I hope 2015 has started well for you all. I am delighted to present this first issue in the 14th volume of Asian Business & Management (ABM). As has become customary at ABM, I would like to take this opportunity to present a brief summary of developments in the past year and plans for the future.

Positioning

Looking forward, the overall vision of the journal will remain unchanged from that laid out in my 2012 and 2014 editorials (Witt, 2014, p. 2):

ABM is, as the name suggests, a journal on business and management in Asia. It views itself as an academic general management and business journal, that is, we are in principle open to all disciplines and fields of research on management and business – subject, of course, to the condition that submissions must be related to Asia. We especially encourage papers that draw on one of the various streams of the business systems literature, broadly conceived, to generate new insights into the societal embeddedness of firms in Asia and the consequences of such embeddedness on managerial and business processes, structures, and outcomes.

Likewise, all suggestions and guidelines laid out in the previous editorials remain relevant, and it is my hope that they will help authors hoping to publish in ABM to maximize their chances of success.

Editorial Board

The past year has seen the widened implementation of our new editorial structure. Peter Dowling (La Trobe Business School), Martin Hemmert (Korea University) and Dylan Sutherland (Durham University) joined as new Associate Editors, bringing with them, respectively, extensive experience and expertise in human resource management, innovation as well as Japanese and Korean business, and outward foreign direct investment from emerging markets, especially China. As Editor in Chief, I am delighted to have them on board. I am also deeply grateful for the continued dedication and contribution in their roles as Associate Editors from Asli Colpan, Axele Giroud, Nahee Kang, Leonard Lynn and Carlos Noronha.

In the months ahead, we will start to implement further structural changes. In particular, our existing ‘Editorial Board’ will be renamed as ‘Editorial Review Board’, and we will work to ensure continued alignment between the board and the journal’s mission. I will provide updates as this work proceeds.

Numbers of Papers

As regular readers will have noticed, the last few issues in 2014 were rather slimmer than usual. This is the result of tighter quality standards in the review process, and we all at ABM expect this to be a temporary phenomenon. Palgrave and I have been actively working on increasing awareness of ABM among a wider audience. Paired with likely improvements in impact factors and rankings and other initiatives, laid out below, this should allow us to see a strengthening pipeline over time.

Perspective Papers

One such initiative sees its debut in this issue: We expect to be running, on an irregular basis, perspective papers by leading scholars that are intended to help open up new avenues for research. Suggestions for such perspective papers are more than welcome.

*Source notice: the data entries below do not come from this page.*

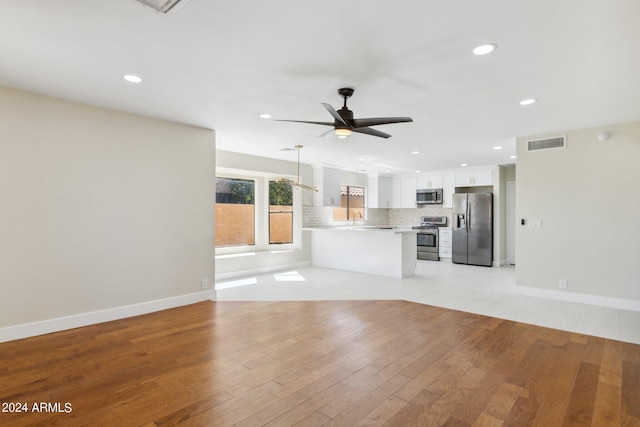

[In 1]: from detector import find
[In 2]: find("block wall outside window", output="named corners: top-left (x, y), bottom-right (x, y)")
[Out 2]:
top-left (269, 181), bottom-right (293, 244)
top-left (333, 185), bottom-right (365, 221)
top-left (215, 177), bottom-right (255, 247)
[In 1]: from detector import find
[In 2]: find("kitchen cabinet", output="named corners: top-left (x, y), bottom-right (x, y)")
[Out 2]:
top-left (391, 178), bottom-right (401, 208)
top-left (392, 177), bottom-right (416, 208)
top-left (439, 229), bottom-right (452, 258)
top-left (455, 168), bottom-right (493, 187)
top-left (401, 177), bottom-right (417, 208)
top-left (417, 175), bottom-right (443, 189)
top-left (313, 166), bottom-right (342, 206)
top-left (367, 175), bottom-right (392, 208)
top-left (442, 174), bottom-right (454, 208)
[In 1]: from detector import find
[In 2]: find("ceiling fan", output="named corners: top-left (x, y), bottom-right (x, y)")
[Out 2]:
top-left (276, 88), bottom-right (413, 139)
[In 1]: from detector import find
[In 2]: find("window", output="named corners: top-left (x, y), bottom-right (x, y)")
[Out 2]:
top-left (215, 173), bottom-right (300, 251)
top-left (215, 177), bottom-right (255, 247)
top-left (269, 181), bottom-right (293, 244)
top-left (333, 185), bottom-right (365, 221)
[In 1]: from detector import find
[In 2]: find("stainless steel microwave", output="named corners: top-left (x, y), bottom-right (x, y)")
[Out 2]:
top-left (416, 188), bottom-right (443, 205)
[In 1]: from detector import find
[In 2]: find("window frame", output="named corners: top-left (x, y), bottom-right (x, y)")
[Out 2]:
top-left (268, 180), bottom-right (294, 245)
top-left (215, 171), bottom-right (301, 255)
top-left (215, 176), bottom-right (256, 248)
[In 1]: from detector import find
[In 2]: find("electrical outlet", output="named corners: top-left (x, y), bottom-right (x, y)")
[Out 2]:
top-left (559, 279), bottom-right (567, 289)
top-left (201, 279), bottom-right (208, 290)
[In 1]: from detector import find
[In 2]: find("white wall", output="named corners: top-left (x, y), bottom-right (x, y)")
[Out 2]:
top-left (0, 87), bottom-right (216, 331)
top-left (516, 122), bottom-right (640, 301)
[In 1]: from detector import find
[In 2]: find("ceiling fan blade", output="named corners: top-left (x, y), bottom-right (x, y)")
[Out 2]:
top-left (352, 127), bottom-right (392, 139)
top-left (352, 117), bottom-right (413, 128)
top-left (275, 119), bottom-right (334, 126)
top-left (321, 103), bottom-right (347, 125)
top-left (318, 129), bottom-right (334, 138)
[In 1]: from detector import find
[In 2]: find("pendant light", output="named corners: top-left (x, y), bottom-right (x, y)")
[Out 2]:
top-left (278, 145), bottom-right (318, 192)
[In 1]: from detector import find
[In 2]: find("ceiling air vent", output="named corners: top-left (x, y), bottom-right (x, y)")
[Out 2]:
top-left (527, 136), bottom-right (566, 152)
top-left (134, 0), bottom-right (193, 14)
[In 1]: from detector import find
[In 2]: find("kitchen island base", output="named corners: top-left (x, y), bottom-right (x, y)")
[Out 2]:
top-left (308, 228), bottom-right (417, 278)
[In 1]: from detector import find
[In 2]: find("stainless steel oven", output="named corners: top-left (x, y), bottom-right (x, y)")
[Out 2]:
top-left (413, 216), bottom-right (447, 261)
top-left (416, 229), bottom-right (439, 260)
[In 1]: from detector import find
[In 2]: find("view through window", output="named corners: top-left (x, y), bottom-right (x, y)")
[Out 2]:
top-left (333, 185), bottom-right (365, 221)
top-left (269, 181), bottom-right (293, 244)
top-left (215, 177), bottom-right (255, 247)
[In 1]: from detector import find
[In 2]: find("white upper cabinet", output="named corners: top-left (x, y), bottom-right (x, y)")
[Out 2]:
top-left (454, 168), bottom-right (493, 187)
top-left (417, 175), bottom-right (443, 189)
top-left (442, 173), bottom-right (454, 208)
top-left (313, 166), bottom-right (342, 206)
top-left (392, 177), bottom-right (417, 208)
top-left (400, 177), bottom-right (417, 208)
top-left (392, 178), bottom-right (402, 208)
top-left (367, 175), bottom-right (392, 208)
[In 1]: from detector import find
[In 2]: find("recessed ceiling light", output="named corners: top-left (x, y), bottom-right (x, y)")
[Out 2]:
top-left (411, 151), bottom-right (420, 155)
top-left (519, 98), bottom-right (537, 106)
top-left (415, 170), bottom-right (421, 173)
top-left (473, 44), bottom-right (497, 55)
top-left (259, 113), bottom-right (272, 119)
top-left (510, 155), bottom-right (517, 159)
top-left (123, 74), bottom-right (142, 83)
top-left (493, 146), bottom-right (502, 150)
top-left (461, 163), bottom-right (468, 167)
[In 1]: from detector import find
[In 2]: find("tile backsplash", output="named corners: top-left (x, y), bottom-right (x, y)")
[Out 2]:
top-left (303, 206), bottom-right (452, 228)
top-left (389, 206), bottom-right (453, 227)
top-left (303, 206), bottom-right (388, 227)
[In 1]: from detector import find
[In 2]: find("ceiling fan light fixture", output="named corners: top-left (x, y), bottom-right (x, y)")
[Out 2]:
top-left (335, 128), bottom-right (352, 137)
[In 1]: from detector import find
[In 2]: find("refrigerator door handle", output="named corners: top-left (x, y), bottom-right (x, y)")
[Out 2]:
top-left (467, 203), bottom-right (470, 231)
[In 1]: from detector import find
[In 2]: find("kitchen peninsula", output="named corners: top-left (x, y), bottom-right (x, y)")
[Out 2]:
top-left (305, 227), bottom-right (418, 278)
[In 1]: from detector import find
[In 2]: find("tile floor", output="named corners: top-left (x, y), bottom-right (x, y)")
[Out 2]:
top-left (216, 260), bottom-right (640, 344)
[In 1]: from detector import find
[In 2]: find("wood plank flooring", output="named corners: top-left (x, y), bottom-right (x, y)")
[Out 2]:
top-left (1, 300), bottom-right (639, 426)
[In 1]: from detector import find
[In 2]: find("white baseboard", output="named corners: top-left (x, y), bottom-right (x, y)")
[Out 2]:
top-left (513, 285), bottom-right (640, 312)
top-left (215, 260), bottom-right (311, 281)
top-left (0, 290), bottom-right (217, 343)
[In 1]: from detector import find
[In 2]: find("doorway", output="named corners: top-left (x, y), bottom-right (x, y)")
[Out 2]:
top-left (507, 181), bottom-right (516, 265)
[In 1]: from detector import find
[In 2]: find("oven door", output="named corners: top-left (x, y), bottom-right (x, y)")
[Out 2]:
top-left (417, 230), bottom-right (439, 261)
top-left (417, 232), bottom-right (437, 248)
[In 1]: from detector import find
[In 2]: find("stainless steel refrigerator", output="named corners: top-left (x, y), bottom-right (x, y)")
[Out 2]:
top-left (452, 193), bottom-right (493, 266)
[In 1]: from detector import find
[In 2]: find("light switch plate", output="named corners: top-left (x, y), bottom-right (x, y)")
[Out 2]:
top-left (527, 219), bottom-right (542, 229)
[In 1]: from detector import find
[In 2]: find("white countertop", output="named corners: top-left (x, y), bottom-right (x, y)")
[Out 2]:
top-left (303, 226), bottom-right (416, 233)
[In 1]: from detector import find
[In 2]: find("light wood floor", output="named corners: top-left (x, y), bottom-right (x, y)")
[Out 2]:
top-left (1, 300), bottom-right (639, 426)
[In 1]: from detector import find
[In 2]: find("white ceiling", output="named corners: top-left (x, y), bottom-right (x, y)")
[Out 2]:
top-left (2, 0), bottom-right (639, 175)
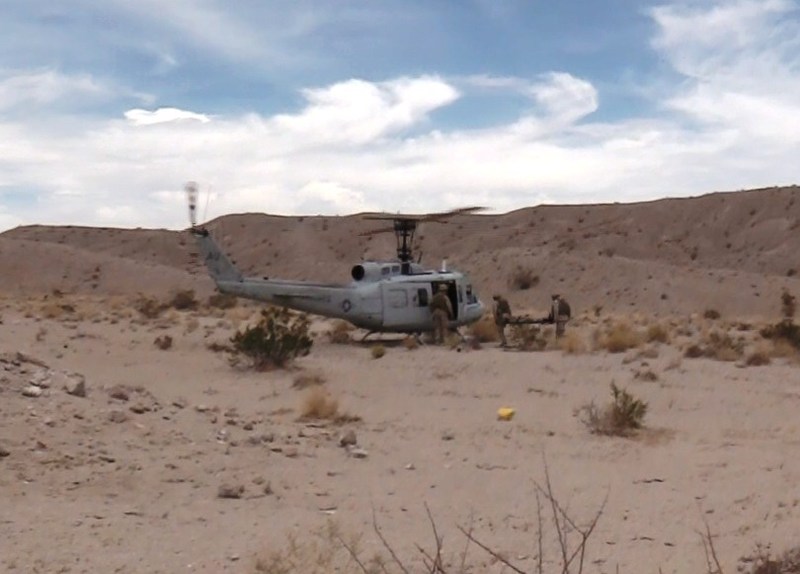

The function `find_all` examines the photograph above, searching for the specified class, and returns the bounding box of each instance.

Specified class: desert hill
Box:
[2,185,799,318]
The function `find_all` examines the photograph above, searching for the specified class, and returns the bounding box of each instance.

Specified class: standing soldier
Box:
[430,284,454,345]
[547,294,571,338]
[492,294,512,347]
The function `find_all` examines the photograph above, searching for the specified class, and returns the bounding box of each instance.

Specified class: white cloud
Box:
[125,108,211,126]
[0,69,107,111]
[1,0,800,231]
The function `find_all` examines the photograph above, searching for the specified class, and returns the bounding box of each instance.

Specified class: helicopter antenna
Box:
[185,181,199,228]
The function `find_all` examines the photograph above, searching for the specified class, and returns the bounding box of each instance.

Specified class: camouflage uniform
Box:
[547,295,571,338]
[429,287,454,345]
[492,295,512,347]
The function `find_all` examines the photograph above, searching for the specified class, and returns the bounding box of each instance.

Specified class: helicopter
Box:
[185,182,487,335]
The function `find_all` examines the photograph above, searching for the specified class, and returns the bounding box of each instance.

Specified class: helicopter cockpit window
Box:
[391,265,400,274]
[387,289,408,308]
[466,284,476,304]
[381,267,391,276]
[417,288,428,307]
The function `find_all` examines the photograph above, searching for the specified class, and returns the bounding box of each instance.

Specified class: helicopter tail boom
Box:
[191,228,244,283]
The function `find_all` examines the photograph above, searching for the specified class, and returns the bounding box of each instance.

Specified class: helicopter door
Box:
[381,284,427,329]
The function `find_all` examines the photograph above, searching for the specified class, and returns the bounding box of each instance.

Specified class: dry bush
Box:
[135,295,166,319]
[601,321,642,353]
[169,289,198,310]
[292,372,326,390]
[328,320,354,345]
[508,266,539,290]
[208,292,238,310]
[371,344,386,359]
[646,323,671,344]
[782,290,797,320]
[229,308,313,370]
[154,335,173,350]
[739,544,800,574]
[469,315,499,343]
[559,330,586,354]
[704,308,721,320]
[579,382,648,437]
[745,350,771,366]
[184,317,200,334]
[685,331,744,361]
[402,336,419,350]
[299,386,339,420]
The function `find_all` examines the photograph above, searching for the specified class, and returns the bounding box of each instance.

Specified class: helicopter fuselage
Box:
[193,229,485,333]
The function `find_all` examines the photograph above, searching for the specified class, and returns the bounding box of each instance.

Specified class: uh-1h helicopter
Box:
[185,182,486,335]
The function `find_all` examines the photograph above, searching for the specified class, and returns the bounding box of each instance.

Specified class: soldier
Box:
[492,294,512,347]
[546,294,571,338]
[429,284,454,345]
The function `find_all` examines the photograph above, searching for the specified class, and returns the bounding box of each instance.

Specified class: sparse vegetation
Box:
[169,289,198,311]
[745,350,771,367]
[579,382,648,437]
[703,308,721,320]
[229,307,312,370]
[370,344,386,359]
[154,335,173,350]
[135,295,166,319]
[601,321,642,353]
[298,386,339,420]
[328,320,354,345]
[402,336,419,350]
[469,315,499,343]
[510,323,549,351]
[559,330,586,354]
[208,292,238,309]
[508,266,539,290]
[646,323,670,344]
[292,372,326,390]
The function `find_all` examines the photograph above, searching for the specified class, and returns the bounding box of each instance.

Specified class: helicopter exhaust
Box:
[440,258,447,272]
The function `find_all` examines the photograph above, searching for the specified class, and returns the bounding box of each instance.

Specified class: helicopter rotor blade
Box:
[362,206,485,222]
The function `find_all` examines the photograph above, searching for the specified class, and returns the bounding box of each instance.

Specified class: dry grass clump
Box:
[469,315,499,342]
[646,323,671,344]
[292,372,326,390]
[153,335,173,350]
[745,350,771,366]
[739,543,800,574]
[169,289,198,311]
[579,382,648,437]
[298,386,339,420]
[328,320,354,344]
[207,292,238,309]
[371,344,386,359]
[402,336,419,350]
[511,324,549,351]
[558,330,586,354]
[600,321,642,353]
[685,331,744,361]
[135,295,166,319]
[703,308,721,320]
[508,265,539,290]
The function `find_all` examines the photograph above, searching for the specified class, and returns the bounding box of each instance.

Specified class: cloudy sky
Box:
[1,0,798,230]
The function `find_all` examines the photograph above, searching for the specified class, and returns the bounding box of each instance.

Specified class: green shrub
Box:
[370,345,386,359]
[579,382,648,437]
[229,307,312,370]
[170,289,198,310]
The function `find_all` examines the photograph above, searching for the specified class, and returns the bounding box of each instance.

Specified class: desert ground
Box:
[1,187,800,573]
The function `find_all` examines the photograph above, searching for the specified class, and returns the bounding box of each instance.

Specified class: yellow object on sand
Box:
[497,407,515,421]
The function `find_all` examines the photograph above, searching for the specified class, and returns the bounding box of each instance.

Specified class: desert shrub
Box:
[370,344,386,359]
[292,372,326,390]
[559,330,586,354]
[704,331,744,361]
[579,382,648,437]
[646,323,670,344]
[229,307,312,370]
[508,266,539,290]
[170,289,198,311]
[469,315,499,342]
[402,336,419,350]
[208,292,238,309]
[745,350,771,366]
[154,335,173,350]
[602,322,642,353]
[740,544,800,574]
[703,308,721,320]
[782,290,796,319]
[135,295,165,319]
[684,344,704,358]
[327,320,353,345]
[298,386,339,420]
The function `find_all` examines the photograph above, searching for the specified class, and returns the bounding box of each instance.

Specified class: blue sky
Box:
[1,0,799,230]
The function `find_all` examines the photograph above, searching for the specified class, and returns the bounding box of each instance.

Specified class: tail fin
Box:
[191,228,243,283]
[185,181,242,283]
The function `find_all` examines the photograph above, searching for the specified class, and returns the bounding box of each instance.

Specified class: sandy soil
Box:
[2,296,799,573]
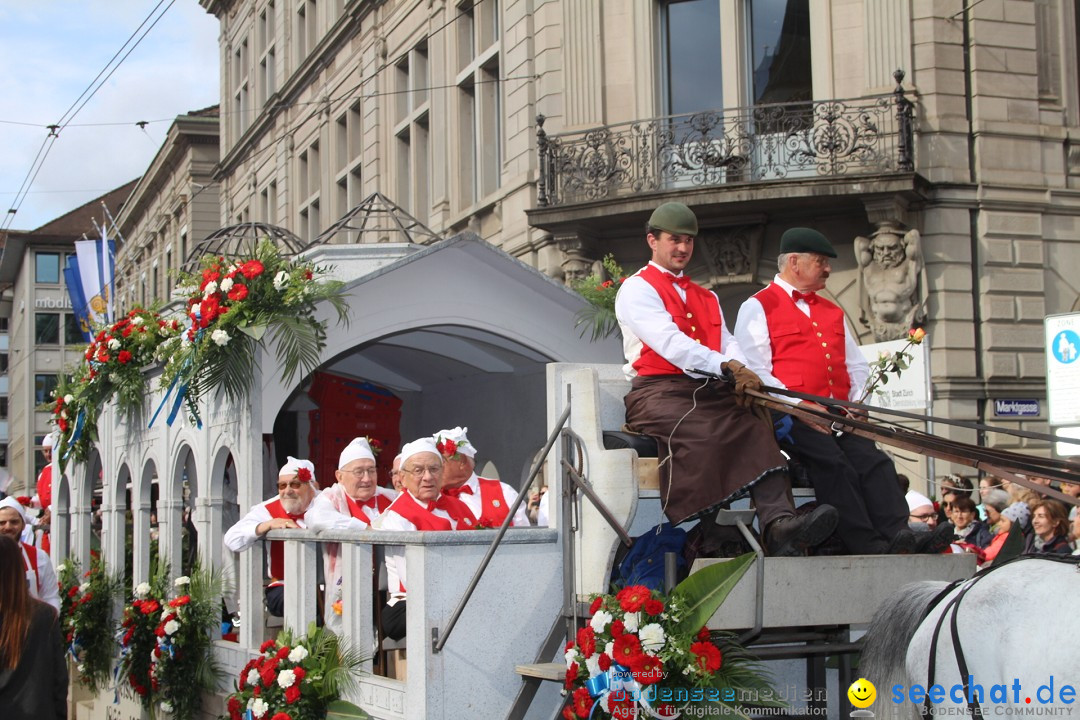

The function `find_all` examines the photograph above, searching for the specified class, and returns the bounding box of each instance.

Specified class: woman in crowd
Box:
[950,495,992,549]
[1023,499,1072,555]
[981,502,1030,567]
[0,534,68,719]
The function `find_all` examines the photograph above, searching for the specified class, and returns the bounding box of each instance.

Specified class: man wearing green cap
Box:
[614,203,838,556]
[734,228,951,554]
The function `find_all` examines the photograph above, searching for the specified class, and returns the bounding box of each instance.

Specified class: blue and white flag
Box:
[74,238,113,326]
[63,255,93,342]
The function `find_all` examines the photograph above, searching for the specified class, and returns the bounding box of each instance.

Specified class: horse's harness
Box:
[921,554,1080,718]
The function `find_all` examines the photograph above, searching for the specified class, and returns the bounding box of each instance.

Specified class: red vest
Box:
[36,465,52,510]
[344,492,393,524]
[264,499,306,583]
[476,478,513,528]
[754,283,851,400]
[632,264,723,376]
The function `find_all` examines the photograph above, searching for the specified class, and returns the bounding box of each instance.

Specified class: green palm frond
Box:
[271,314,327,384]
[574,304,621,342]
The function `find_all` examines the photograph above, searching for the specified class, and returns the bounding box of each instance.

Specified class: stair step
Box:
[514,662,564,681]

Tetsuo Abo’s article in this issue inaugurates this new series. It summarizes decades of research on ‘hybrid factories’ – that is, the adaptation of Japanese manufacturing to local conditions in host countries. These findings have so far not been disseminated widely outside Japan, and they are highly relevant to a range of international business research areas. To help build a bridge with business and management research, two commentaries, by Axele Giroud as well as by Roger Strange and Norifumi Kawai, provide interpretations of the relevance of Prof. Abo’s findings for current debates in these fields. My hope is that jointly, these pieces will prove foundational for future research, and I thank all the authors for their willingness to contribute to this experiment.

Special Issues

A second initiative concerns special issues. As long-time readers will know, ABM has a strong tradition of special issues on important topics in business and management. Some of these special issues grow out of the conferences of the associations supporting ABM, and we will continue with this custom. We will also continue to publish special issues around given topic areas – for example, CSR, or Asian varieties of capitalism – but with a new process. The plan is to publish one or, exceptionally, two such special issues per year based on an open competition. We will soon issue an open call for proposals for special issues, and I intend to institutionalize this as an annual process. I hope to see these special issues, which will follow the same standards in terms of scholarly rigour as regular papers, become kernels around which future research can grow.